Outside campus, there’s been increasing reliance on safe passages — whose participants can include volunteers or district staff or outside organizations. Anti-police activists insist that safe passages programs are the wave of the future: They can provide more block-by-block coverage than one or two patrolling officers — and without the threatening presence, in their view, of armed officers.
School board member Tanya Ortiz Franklin has been the board member most adamant about ending all spending on school police. She said that, in the big picture, reforms are working to make schools safer and improve learning environments.
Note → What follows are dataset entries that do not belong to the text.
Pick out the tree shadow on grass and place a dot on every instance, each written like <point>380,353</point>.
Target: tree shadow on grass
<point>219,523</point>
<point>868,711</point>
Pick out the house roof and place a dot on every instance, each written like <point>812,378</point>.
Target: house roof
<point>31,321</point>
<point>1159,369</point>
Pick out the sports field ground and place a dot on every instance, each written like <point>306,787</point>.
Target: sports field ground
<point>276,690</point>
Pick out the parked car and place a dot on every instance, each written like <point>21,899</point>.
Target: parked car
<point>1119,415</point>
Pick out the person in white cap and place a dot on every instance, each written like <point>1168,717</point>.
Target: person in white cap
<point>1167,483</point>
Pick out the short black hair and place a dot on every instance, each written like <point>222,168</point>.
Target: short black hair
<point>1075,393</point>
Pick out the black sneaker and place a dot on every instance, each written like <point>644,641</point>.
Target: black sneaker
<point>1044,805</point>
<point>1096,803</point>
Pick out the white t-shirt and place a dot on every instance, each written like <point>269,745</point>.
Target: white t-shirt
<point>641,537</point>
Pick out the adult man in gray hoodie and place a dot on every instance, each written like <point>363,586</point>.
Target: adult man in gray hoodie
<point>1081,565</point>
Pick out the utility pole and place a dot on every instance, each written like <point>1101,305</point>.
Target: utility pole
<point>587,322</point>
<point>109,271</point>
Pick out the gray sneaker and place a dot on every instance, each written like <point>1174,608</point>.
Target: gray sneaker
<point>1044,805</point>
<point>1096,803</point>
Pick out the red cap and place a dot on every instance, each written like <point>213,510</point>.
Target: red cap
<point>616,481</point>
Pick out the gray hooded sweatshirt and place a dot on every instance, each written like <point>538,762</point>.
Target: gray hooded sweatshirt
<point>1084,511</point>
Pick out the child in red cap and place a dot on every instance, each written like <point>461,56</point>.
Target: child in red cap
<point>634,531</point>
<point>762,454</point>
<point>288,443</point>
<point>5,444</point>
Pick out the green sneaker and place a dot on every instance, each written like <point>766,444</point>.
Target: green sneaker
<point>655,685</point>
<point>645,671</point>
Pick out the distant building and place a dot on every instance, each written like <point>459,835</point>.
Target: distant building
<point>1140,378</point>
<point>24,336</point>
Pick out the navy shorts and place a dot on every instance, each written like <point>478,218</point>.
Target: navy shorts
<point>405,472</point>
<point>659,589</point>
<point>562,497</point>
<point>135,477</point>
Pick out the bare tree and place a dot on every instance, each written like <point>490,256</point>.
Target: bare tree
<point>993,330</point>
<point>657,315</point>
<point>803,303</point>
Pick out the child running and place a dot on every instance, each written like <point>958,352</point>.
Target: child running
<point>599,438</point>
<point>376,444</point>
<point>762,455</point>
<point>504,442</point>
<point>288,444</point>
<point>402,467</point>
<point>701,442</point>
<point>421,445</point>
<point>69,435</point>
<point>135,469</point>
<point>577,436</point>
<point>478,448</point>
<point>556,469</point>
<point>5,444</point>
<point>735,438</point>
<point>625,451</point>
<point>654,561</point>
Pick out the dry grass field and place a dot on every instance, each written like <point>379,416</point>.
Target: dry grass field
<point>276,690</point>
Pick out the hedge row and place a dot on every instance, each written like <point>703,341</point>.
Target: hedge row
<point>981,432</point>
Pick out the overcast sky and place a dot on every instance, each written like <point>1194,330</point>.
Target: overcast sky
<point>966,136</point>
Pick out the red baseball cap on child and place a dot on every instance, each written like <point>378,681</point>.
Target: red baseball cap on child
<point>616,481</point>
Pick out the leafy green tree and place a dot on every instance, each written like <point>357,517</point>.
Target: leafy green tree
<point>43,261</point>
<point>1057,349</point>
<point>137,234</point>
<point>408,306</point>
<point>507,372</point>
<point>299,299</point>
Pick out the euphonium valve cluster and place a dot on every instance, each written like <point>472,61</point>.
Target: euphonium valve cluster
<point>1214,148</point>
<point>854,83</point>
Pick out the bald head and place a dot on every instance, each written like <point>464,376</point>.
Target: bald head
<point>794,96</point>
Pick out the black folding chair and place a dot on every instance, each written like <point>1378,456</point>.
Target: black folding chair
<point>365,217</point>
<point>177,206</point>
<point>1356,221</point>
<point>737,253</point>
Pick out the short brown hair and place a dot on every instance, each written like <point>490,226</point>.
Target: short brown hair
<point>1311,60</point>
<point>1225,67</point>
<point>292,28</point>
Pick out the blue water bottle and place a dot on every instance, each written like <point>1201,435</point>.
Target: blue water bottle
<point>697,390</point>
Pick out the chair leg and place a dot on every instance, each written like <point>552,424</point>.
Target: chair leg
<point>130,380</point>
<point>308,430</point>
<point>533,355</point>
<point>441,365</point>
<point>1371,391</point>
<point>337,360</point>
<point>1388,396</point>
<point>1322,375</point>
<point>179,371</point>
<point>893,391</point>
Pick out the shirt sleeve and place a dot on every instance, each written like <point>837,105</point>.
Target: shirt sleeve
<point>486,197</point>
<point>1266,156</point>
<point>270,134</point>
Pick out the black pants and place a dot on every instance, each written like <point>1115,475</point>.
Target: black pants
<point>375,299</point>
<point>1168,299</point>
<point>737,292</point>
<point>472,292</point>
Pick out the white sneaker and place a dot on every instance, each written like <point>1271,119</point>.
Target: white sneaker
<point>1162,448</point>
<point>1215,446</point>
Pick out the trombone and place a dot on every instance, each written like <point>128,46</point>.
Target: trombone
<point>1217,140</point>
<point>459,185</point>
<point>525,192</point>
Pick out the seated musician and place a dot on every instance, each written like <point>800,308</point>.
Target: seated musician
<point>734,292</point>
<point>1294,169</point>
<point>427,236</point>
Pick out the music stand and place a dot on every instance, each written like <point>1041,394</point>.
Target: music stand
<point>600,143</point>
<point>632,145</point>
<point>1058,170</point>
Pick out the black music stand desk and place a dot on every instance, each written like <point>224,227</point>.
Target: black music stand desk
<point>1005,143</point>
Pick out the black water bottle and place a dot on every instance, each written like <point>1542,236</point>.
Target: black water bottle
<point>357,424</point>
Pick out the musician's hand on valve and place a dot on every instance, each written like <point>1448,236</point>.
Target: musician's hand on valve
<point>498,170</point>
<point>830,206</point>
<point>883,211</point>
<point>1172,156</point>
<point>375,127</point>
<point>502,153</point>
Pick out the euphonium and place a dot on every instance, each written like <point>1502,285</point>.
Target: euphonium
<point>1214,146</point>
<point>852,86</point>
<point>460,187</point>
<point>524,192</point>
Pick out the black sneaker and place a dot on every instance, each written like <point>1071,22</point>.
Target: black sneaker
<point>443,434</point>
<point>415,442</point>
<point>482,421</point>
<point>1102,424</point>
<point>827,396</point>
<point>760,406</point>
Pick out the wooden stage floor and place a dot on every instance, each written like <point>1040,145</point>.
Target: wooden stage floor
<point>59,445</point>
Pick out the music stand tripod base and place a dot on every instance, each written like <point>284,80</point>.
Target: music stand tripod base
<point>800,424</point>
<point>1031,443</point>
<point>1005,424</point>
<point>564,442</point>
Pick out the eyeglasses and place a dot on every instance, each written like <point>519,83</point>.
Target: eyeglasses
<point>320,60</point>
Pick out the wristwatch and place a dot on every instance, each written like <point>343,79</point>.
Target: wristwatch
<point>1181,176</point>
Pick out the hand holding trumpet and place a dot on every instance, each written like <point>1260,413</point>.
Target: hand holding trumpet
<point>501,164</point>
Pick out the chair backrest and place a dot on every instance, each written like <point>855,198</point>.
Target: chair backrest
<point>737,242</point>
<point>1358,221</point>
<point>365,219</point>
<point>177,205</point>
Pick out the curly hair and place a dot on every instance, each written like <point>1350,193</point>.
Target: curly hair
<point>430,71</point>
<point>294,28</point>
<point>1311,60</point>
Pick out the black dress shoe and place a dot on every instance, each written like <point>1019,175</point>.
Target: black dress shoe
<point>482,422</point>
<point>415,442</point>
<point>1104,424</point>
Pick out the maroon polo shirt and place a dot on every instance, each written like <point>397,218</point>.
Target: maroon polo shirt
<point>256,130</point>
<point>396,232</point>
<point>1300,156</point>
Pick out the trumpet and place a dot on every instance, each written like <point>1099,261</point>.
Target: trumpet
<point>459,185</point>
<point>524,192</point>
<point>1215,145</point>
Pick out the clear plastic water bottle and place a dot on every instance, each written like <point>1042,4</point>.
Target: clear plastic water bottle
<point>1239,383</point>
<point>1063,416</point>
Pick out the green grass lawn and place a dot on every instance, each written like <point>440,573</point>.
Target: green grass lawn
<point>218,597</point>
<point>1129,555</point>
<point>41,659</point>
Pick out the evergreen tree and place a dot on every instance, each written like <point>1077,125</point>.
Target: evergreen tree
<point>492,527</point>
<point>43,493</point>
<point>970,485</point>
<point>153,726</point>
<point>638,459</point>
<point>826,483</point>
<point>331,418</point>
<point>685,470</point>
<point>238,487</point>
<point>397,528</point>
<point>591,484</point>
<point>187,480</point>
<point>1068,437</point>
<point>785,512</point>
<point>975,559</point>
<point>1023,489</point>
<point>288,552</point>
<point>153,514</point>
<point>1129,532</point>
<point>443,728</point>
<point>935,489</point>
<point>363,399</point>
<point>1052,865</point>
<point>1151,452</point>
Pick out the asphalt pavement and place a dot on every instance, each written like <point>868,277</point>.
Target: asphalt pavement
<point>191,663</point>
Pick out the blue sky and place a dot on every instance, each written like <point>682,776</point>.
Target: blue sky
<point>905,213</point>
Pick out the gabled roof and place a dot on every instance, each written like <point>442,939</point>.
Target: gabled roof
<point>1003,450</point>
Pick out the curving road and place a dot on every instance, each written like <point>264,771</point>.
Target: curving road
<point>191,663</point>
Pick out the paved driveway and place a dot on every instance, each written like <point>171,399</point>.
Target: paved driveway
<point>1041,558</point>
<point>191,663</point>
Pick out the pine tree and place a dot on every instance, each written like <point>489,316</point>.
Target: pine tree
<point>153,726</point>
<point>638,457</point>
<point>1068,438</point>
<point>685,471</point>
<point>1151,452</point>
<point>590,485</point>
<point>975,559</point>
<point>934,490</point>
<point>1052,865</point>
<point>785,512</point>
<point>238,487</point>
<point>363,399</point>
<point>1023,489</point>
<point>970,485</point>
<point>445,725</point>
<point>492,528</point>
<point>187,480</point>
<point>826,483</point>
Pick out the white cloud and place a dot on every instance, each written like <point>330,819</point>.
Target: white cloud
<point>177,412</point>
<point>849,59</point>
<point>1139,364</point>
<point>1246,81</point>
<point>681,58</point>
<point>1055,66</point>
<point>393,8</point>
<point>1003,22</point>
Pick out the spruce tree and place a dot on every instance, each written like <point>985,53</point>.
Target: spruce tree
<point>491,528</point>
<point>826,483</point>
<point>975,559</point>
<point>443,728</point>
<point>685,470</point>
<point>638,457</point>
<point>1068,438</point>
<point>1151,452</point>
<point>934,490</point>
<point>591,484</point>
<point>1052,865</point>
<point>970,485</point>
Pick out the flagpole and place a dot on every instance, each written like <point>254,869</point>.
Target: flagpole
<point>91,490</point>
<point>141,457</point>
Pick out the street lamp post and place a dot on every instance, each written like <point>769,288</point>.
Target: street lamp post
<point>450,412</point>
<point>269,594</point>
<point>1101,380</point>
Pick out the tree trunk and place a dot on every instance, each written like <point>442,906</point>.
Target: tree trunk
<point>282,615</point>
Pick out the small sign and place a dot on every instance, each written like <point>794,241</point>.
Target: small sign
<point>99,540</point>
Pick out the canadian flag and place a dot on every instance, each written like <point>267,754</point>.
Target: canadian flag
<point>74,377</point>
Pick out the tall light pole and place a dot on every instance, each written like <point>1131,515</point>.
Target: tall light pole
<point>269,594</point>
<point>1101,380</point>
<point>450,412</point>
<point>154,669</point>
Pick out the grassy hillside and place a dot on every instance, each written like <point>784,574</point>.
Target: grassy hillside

“Just last week, the board’s School Safety and Climate Committee, which I chair, heard from two of our more than 60 community-based safety partners about their approaches, successes, and opportunities for improvement,” she said. “A theme we heard … is that with daily safe passages outside school and peace-building and mentoring inside school, we can prevent a majority of unsafe incidents from occurring in the first place.”
In schools where such practices are well managed, Franklin said, “we are seeing improved relationships and student attendance, and reduced physical altercations.”
Sgt. Jason Muck, the head of the union representing Police Department managers, said the Washington Prep shooting points to a need for consistent de-escalation training. He also called for coordination between the school police and the safe passages teams.
His view is that some of the safe passages providers see police as the enemy and are unwilling or unprepared to bring police into a potentially dangerous situation in which the officer could be an ally. The safe passages workers, he said, “don’t have walkie-talkies. They don’t have to report things to us. They’re just standing out there. I’m not saying that this still couldn’t have happened with officers there, but trained officers can deal with situations like this.”
“From what I’m hearing, this weapon could have been in this student’s possession on campus all week,” he added. “This is stuff that was brewing all week long. And if we had an officer on campus, the officer well could have gotten wind of this and maybe this could have been prevented.”
Board member George McKenna, who represents Washingon Prep — and who once gained fame as its hard-charging principal — strongly supports a police presence.
“The only people who are required to break up fights and run to the problem are the school police,” he said.
The campaign against the L.A. school police caught fire in the wake of the 2020 killing of George Floyd in Minneapolis by city police officers — one of a string of high-profile police abuse cases across the country. When the Board of Education majority, in June 2020, ordered officers off campus, they also slashed the school police budget by $25 million — a 35% cut — resulting in reduced services.
Before that action, each high school typically had one officer, while two middle schools would share an officer. The police budget has crept upward since — due to districtwide salary increases and other higher costs — which angered activists who accuse the board of backtracking from commitments to phase out police.
Washington Prep junior Pierre Clark has mixed feelings about safety issues. Those supposed to provide safety were not doing so “if you look in the video,” he said. “They were just standing there watching. I feel like your job is to break up that stuff.” And at school, “nobody checks you when you walk in. Anybody can walk in there with anything and nobody would know.” All the same, he has misgivings about a ramped-up police presence: “I want to feel normal. I don’t want to see all these police officers. It’s just a heavy presence, having a lot of cops around you.”